I'm having an issue that sounds similar to these. On Saturday I did some house work and did 2 things that might have messed with something. 1. Power washed my house and hit the cover box to where everything goes, but didn't feel like anything got hit. Checked all connections. 2. Had to turn off all power to my house for a while and then turned it back on. Wondering if that caused it. I did not go back through and re plug everything. I do have a power inserter on my downstairs box. Hoping to go home and re plug those in the correct order and it fixes it. Some stations work, and others do not, shows a 771 error. Everything was fine before Saturday. Any ideas?


----------



## peds48 (Jan 11, 2008)

I'm having an issue that sounds similar to these. On Saturday I did some house work and did 2 things that might have messed with something. 1. Power washed my house and hit the cover box to where everything goes, but didn't feel like anything got hit. Checked all connections. 2. Had to turn off all power to my house for a while and then turned it back on.
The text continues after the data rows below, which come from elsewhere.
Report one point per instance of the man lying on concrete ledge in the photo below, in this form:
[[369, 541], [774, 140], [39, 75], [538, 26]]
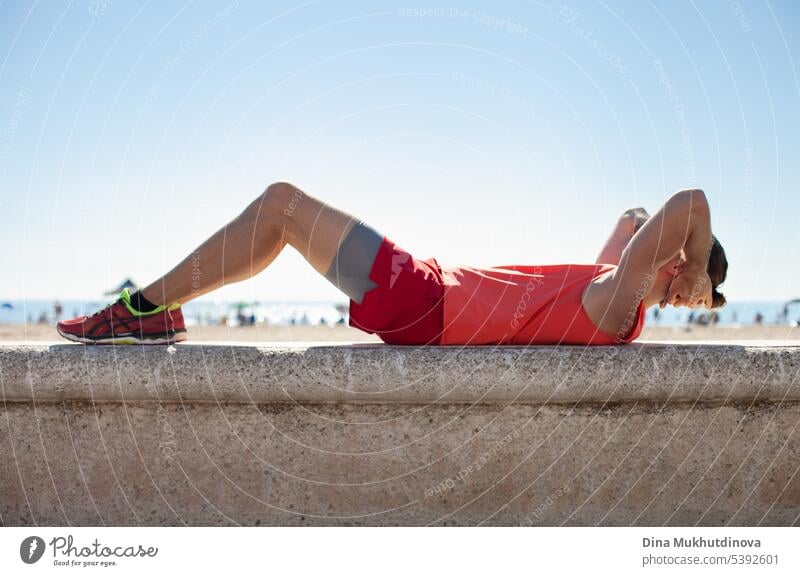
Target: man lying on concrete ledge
[[669, 258]]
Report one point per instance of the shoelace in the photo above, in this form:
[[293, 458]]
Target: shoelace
[[105, 310]]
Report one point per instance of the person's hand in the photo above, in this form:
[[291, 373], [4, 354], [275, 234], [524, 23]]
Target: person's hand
[[690, 288]]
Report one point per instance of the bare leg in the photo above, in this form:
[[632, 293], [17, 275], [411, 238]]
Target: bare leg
[[281, 215]]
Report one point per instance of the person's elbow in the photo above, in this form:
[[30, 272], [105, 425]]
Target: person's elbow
[[691, 202], [693, 198]]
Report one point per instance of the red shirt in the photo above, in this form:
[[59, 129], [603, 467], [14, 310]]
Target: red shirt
[[526, 305]]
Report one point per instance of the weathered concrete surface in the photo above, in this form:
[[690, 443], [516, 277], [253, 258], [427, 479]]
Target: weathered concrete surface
[[373, 373], [637, 435]]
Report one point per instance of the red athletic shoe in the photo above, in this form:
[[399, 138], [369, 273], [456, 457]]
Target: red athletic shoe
[[120, 323]]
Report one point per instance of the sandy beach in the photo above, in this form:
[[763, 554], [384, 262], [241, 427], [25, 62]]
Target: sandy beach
[[264, 333]]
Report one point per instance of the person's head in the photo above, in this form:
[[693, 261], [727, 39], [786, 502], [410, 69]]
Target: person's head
[[717, 269]]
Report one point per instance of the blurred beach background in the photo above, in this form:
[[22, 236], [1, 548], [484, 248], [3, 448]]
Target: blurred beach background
[[479, 133], [208, 320]]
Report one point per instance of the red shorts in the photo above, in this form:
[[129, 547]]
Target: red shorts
[[406, 306]]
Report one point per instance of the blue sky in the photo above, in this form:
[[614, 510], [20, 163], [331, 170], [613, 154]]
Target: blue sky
[[480, 133]]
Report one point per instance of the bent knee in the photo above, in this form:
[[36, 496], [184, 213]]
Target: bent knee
[[278, 202], [283, 197]]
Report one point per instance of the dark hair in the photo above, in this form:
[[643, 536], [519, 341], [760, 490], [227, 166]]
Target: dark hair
[[717, 271]]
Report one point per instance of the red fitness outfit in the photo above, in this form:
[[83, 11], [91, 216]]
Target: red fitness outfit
[[421, 302]]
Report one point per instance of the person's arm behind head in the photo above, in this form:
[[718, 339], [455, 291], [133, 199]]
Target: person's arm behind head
[[682, 223], [627, 225]]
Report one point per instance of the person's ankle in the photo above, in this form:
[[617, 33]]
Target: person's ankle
[[142, 304]]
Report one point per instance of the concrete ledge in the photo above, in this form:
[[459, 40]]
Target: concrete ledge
[[369, 373], [646, 434]]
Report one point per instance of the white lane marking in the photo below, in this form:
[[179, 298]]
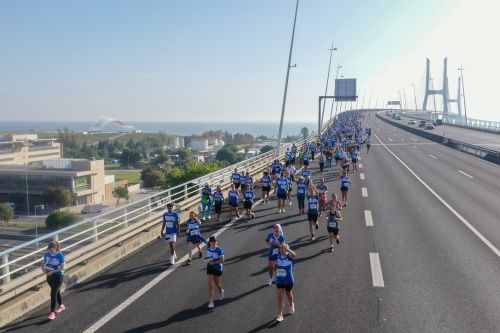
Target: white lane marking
[[368, 218], [377, 278], [113, 313], [451, 209], [465, 174]]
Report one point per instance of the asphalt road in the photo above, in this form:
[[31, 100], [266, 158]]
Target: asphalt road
[[438, 275]]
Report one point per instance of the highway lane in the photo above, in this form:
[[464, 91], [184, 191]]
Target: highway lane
[[333, 290], [488, 140]]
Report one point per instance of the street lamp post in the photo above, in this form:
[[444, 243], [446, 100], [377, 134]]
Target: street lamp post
[[463, 91], [327, 79], [286, 82]]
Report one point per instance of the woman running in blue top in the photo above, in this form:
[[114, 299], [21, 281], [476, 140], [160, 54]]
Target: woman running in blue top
[[285, 279], [273, 242], [53, 265], [215, 264]]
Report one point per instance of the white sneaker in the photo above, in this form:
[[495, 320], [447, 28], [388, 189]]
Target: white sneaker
[[221, 295]]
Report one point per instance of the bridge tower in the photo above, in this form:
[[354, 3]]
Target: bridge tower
[[443, 92]]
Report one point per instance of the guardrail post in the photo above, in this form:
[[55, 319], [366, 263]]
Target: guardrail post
[[5, 269], [94, 231], [126, 217], [149, 205]]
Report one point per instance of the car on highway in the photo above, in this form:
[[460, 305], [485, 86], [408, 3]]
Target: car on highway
[[92, 209], [429, 126]]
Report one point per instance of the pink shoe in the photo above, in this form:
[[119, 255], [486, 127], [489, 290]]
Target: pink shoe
[[60, 308]]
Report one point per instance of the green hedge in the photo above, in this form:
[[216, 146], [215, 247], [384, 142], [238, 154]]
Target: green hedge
[[60, 219]]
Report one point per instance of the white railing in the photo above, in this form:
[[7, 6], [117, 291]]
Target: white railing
[[19, 266]]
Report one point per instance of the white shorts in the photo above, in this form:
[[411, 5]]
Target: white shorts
[[172, 238]]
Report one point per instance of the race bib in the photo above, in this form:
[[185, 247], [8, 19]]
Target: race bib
[[280, 272], [333, 224]]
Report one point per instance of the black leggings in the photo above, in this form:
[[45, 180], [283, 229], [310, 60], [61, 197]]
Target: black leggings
[[301, 202], [55, 283]]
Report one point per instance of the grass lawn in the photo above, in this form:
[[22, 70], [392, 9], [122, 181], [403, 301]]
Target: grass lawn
[[133, 176]]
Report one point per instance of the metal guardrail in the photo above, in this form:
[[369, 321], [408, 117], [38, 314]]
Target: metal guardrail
[[478, 151], [20, 265]]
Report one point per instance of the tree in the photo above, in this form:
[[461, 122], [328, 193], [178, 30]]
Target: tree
[[153, 177], [121, 192], [265, 149], [6, 213], [58, 196], [228, 153]]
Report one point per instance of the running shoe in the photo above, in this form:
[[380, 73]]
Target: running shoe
[[60, 308]]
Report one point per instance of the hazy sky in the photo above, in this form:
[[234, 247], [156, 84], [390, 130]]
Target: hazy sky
[[225, 60]]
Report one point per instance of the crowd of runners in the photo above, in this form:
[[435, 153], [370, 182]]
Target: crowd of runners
[[337, 152]]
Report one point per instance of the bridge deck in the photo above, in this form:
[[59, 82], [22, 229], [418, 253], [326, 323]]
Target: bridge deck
[[438, 275]]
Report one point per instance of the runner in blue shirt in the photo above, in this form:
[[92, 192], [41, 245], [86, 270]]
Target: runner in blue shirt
[[301, 194], [218, 201], [266, 187], [312, 210], [281, 192], [215, 264], [53, 266], [344, 187], [170, 230], [249, 196], [273, 242], [193, 235], [234, 200], [206, 201], [285, 279]]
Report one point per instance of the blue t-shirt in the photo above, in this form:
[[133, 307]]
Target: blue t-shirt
[[235, 177], [249, 196], [312, 204], [282, 185], [171, 223], [214, 255], [301, 189], [274, 244], [233, 197], [53, 262], [284, 269]]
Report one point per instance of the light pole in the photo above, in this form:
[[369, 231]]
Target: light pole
[[286, 82], [334, 101], [327, 79], [415, 97], [463, 91]]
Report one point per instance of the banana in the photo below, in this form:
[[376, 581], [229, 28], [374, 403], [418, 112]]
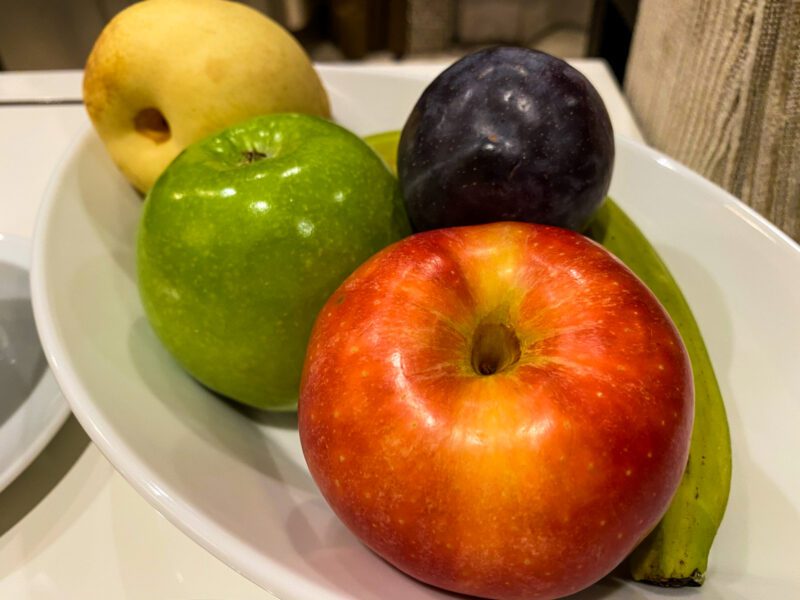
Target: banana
[[675, 554]]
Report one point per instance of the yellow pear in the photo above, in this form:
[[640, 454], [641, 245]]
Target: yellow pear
[[166, 73]]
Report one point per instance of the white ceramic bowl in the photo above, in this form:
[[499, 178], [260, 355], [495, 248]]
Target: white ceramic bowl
[[236, 481]]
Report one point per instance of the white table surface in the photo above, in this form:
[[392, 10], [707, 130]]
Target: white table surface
[[70, 526]]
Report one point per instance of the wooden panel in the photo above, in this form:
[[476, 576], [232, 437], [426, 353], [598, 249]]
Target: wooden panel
[[716, 84]]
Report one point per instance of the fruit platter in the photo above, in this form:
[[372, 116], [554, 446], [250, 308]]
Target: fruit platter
[[429, 336]]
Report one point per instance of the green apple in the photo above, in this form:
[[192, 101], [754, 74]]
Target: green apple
[[243, 238]]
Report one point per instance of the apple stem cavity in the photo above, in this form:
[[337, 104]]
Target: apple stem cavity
[[150, 122], [495, 348], [251, 156]]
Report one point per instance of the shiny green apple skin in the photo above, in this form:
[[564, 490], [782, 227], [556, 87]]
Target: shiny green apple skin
[[243, 238]]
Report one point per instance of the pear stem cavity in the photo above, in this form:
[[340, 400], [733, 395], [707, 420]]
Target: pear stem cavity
[[152, 124]]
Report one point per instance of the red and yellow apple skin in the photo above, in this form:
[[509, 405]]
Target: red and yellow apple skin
[[533, 481]]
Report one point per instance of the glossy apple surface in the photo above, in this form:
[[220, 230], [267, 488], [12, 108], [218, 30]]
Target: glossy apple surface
[[506, 134], [245, 236], [164, 74], [501, 410]]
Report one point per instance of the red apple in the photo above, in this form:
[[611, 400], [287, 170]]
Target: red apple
[[501, 410]]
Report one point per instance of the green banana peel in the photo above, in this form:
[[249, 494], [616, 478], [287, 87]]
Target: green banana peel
[[675, 553]]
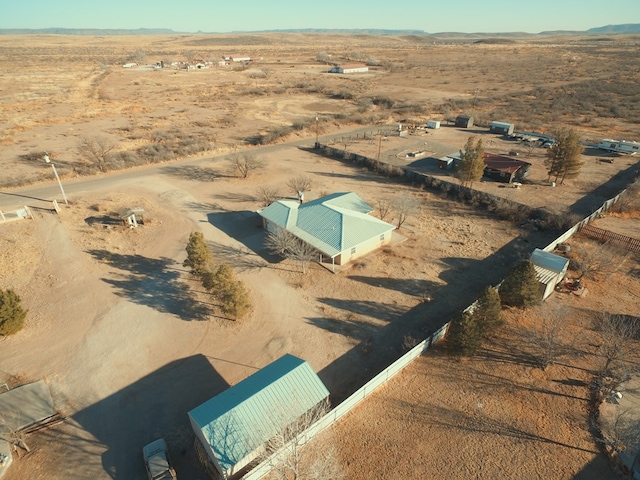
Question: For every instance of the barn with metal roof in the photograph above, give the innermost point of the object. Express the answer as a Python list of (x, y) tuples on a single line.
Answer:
[(550, 270), (338, 226), (234, 426)]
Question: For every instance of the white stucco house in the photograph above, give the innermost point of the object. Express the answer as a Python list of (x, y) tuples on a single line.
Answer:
[(338, 226)]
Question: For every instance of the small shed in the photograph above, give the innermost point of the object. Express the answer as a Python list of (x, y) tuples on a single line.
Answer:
[(464, 121), (350, 68), (501, 128), (234, 426), (550, 270)]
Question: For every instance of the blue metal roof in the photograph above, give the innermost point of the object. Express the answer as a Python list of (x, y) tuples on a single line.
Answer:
[(245, 416), (331, 224)]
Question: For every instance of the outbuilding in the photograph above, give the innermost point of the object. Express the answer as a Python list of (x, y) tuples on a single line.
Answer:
[(337, 226), (233, 427), (501, 128), (550, 270), (464, 121)]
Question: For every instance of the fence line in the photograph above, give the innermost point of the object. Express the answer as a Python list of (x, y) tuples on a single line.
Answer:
[(396, 367), (19, 214), (602, 235), (354, 399)]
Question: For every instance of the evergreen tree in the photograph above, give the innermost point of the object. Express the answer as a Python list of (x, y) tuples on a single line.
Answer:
[(12, 315), (199, 258), (464, 336), (488, 312), (471, 165), (231, 293), (521, 287), (563, 157)]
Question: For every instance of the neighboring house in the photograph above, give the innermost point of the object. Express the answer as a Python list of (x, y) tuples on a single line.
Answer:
[(337, 226), (505, 169), (234, 426), (350, 68), (550, 270), (20, 408), (464, 121), (236, 58)]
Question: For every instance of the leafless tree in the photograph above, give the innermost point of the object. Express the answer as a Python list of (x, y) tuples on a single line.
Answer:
[(244, 163), (617, 343), (549, 337), (283, 243), (291, 455), (301, 183), (268, 195), (96, 150), (384, 208), (404, 206)]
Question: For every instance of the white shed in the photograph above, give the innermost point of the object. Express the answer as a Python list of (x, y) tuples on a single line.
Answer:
[(550, 270)]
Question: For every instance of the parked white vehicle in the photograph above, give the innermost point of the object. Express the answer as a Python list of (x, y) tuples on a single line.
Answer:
[(620, 146), (156, 460)]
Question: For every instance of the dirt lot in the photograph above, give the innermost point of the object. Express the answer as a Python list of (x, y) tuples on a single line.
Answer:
[(113, 326)]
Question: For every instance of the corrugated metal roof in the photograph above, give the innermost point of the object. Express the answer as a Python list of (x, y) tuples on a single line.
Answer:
[(549, 261), (245, 416), (331, 224), (544, 275)]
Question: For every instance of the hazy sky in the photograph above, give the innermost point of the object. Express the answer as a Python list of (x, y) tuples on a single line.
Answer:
[(241, 15)]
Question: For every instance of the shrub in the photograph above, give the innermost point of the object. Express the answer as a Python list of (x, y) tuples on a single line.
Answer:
[(12, 314), (521, 287), (463, 336), (488, 312)]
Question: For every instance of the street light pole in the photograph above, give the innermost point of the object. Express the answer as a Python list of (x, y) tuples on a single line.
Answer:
[(55, 172)]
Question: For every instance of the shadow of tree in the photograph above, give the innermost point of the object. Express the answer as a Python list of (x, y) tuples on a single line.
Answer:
[(153, 282), (409, 286)]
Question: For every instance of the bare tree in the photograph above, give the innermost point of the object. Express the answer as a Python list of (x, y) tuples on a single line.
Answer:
[(96, 150), (617, 335), (244, 163), (384, 208), (290, 455), (285, 244), (301, 183), (404, 206), (549, 336), (268, 195)]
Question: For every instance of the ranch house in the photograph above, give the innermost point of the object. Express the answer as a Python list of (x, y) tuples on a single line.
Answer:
[(338, 226)]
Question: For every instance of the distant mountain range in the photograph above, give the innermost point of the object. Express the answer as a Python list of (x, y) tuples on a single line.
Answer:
[(606, 30)]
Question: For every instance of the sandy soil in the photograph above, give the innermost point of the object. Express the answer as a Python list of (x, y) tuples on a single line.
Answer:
[(114, 325)]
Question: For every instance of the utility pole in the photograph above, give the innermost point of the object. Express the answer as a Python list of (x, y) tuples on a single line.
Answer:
[(55, 172)]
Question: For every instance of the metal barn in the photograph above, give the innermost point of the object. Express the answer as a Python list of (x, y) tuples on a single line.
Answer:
[(234, 426)]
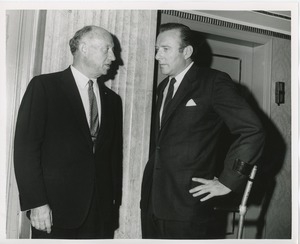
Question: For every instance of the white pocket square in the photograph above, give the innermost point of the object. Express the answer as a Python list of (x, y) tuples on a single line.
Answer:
[(190, 103)]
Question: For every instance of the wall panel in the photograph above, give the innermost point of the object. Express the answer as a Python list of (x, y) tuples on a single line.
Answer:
[(135, 30)]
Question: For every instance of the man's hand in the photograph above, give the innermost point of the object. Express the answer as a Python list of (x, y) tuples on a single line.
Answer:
[(212, 187), (41, 218)]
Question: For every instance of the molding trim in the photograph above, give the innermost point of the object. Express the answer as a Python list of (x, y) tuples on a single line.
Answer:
[(273, 14), (223, 23)]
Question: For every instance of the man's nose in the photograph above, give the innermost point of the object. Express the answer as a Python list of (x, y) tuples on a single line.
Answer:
[(158, 55), (112, 56)]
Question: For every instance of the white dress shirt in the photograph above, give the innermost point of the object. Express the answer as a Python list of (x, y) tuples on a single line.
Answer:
[(83, 85)]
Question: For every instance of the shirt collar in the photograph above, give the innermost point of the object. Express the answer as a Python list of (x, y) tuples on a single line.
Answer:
[(80, 78), (180, 76)]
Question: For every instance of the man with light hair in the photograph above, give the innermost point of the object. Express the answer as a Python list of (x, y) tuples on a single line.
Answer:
[(68, 145)]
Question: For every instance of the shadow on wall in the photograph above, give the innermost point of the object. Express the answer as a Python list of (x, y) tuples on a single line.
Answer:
[(271, 161)]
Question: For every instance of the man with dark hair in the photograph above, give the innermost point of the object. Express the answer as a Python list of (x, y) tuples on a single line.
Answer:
[(193, 103), (68, 145)]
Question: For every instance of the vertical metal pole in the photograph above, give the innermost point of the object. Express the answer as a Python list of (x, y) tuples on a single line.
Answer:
[(243, 206)]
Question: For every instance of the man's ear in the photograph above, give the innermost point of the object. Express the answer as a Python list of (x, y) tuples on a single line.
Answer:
[(82, 47), (188, 51)]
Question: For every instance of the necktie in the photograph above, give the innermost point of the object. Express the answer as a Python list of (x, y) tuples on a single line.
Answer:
[(168, 97), (94, 120)]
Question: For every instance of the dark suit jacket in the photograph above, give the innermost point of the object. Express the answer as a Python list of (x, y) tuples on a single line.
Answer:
[(53, 150), (185, 145)]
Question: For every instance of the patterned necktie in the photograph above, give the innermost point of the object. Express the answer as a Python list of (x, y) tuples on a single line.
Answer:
[(168, 97), (94, 120)]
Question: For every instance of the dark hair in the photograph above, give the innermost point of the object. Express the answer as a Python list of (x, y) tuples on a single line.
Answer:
[(74, 42), (188, 37)]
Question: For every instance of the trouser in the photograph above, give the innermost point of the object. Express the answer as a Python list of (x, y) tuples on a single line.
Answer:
[(156, 228)]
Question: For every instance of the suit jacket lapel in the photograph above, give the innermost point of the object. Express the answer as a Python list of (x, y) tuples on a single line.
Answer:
[(184, 89), (70, 88), (105, 115)]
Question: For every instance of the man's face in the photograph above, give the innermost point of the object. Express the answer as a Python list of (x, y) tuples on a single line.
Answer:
[(99, 55), (169, 53)]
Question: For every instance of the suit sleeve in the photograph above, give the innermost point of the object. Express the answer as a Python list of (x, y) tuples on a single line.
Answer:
[(29, 134), (243, 123)]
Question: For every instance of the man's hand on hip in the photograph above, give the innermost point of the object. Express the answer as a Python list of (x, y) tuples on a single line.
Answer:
[(41, 218), (211, 187)]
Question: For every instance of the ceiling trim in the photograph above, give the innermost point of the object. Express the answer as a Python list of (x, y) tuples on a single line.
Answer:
[(225, 23)]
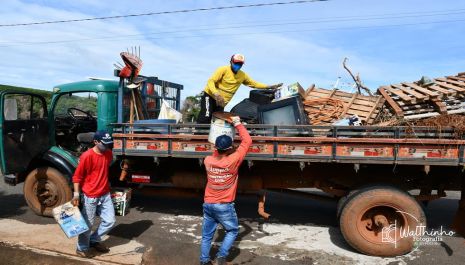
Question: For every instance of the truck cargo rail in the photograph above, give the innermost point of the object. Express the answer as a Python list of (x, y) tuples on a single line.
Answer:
[(303, 143)]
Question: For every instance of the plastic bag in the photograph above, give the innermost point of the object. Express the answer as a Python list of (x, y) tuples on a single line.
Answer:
[(167, 112)]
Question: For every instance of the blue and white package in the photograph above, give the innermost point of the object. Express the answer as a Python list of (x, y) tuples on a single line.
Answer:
[(70, 219)]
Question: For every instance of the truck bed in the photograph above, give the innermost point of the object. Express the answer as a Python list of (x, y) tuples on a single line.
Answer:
[(302, 143)]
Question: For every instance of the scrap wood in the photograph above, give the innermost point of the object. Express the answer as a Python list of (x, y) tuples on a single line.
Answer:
[(366, 107), (323, 110), (440, 96), (454, 121)]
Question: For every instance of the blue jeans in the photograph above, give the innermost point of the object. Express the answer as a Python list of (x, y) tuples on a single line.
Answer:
[(91, 207), (214, 214)]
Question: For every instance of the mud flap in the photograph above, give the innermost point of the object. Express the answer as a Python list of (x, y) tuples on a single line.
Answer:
[(458, 225)]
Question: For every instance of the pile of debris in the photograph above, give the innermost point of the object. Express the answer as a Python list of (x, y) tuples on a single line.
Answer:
[(407, 103), (426, 98), (325, 106)]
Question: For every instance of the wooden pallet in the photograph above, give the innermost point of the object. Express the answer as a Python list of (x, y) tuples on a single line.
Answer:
[(365, 107), (407, 99)]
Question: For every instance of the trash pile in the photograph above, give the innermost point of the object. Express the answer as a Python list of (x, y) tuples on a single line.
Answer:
[(325, 107), (427, 102), (425, 98)]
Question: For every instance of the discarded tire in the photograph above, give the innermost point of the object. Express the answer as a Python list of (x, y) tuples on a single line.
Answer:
[(374, 221), (44, 189)]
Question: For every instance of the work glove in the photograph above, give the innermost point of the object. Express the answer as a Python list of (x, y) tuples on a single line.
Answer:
[(274, 87), (219, 99), (75, 200), (235, 120)]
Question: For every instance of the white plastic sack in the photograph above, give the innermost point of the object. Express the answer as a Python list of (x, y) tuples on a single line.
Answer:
[(167, 112)]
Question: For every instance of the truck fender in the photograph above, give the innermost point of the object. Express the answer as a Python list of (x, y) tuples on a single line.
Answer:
[(60, 163)]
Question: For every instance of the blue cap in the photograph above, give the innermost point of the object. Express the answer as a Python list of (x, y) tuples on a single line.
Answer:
[(103, 136), (223, 142)]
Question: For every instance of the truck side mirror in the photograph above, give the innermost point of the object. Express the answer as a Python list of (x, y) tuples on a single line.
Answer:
[(10, 109)]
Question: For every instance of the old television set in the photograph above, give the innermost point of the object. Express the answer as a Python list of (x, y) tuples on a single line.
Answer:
[(289, 111)]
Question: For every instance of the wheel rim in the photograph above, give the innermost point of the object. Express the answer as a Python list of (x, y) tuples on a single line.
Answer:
[(372, 220), (46, 192)]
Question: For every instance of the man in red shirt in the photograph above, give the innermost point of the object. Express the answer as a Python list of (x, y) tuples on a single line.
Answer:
[(222, 177), (91, 178)]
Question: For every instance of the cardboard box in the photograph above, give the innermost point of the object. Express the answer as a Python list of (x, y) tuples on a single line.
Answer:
[(70, 219), (121, 198)]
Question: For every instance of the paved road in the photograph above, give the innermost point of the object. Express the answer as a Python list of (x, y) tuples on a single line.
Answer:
[(161, 230)]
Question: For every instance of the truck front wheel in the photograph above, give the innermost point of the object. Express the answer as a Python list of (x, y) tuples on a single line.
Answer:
[(379, 221), (44, 189)]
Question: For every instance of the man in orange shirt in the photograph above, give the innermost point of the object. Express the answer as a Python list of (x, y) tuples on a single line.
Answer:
[(91, 178), (222, 177)]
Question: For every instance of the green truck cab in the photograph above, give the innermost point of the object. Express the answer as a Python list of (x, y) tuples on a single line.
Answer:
[(40, 145)]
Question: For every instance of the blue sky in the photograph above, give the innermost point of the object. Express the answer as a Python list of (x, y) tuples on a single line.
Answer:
[(385, 41)]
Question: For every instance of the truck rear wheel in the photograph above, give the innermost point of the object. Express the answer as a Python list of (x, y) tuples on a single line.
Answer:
[(44, 189), (374, 221)]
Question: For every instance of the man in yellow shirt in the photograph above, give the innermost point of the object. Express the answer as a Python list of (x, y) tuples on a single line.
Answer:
[(222, 86)]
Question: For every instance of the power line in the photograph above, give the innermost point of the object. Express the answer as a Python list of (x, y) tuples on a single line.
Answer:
[(162, 13), (242, 25)]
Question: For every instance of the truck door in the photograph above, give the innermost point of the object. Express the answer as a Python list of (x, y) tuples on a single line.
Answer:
[(24, 130)]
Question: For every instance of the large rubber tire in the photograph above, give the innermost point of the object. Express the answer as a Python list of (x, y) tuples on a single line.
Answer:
[(371, 209), (44, 189)]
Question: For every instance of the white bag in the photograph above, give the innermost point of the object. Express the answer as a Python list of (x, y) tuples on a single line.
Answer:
[(167, 112)]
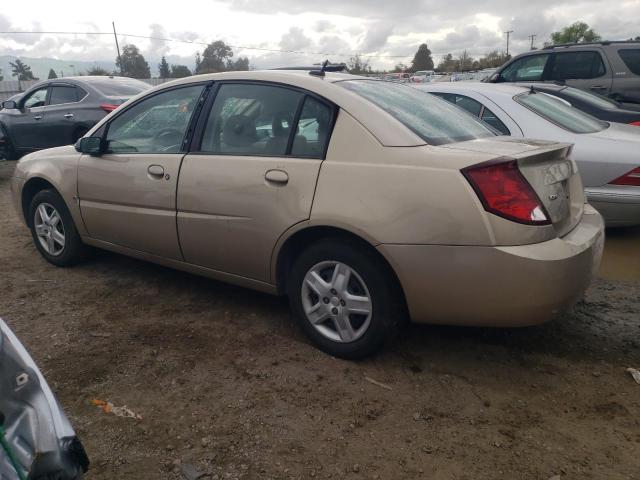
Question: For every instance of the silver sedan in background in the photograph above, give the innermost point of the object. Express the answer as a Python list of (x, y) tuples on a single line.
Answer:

Wondering if that caused it. I did not go back through and re plug everything. I do have a power inserter on my downstairs box. Hoping to go home and re plug those in the correct order and it fixes it. Some stations work, and others do not, shows a 771 error. Everything was fine before Saturday. Any ideas?


without knowing the specifics of your system is hard to troubleshoot. but a 771 on a SWM system with HD equipment 771 usually means the dish is out of alignment


----------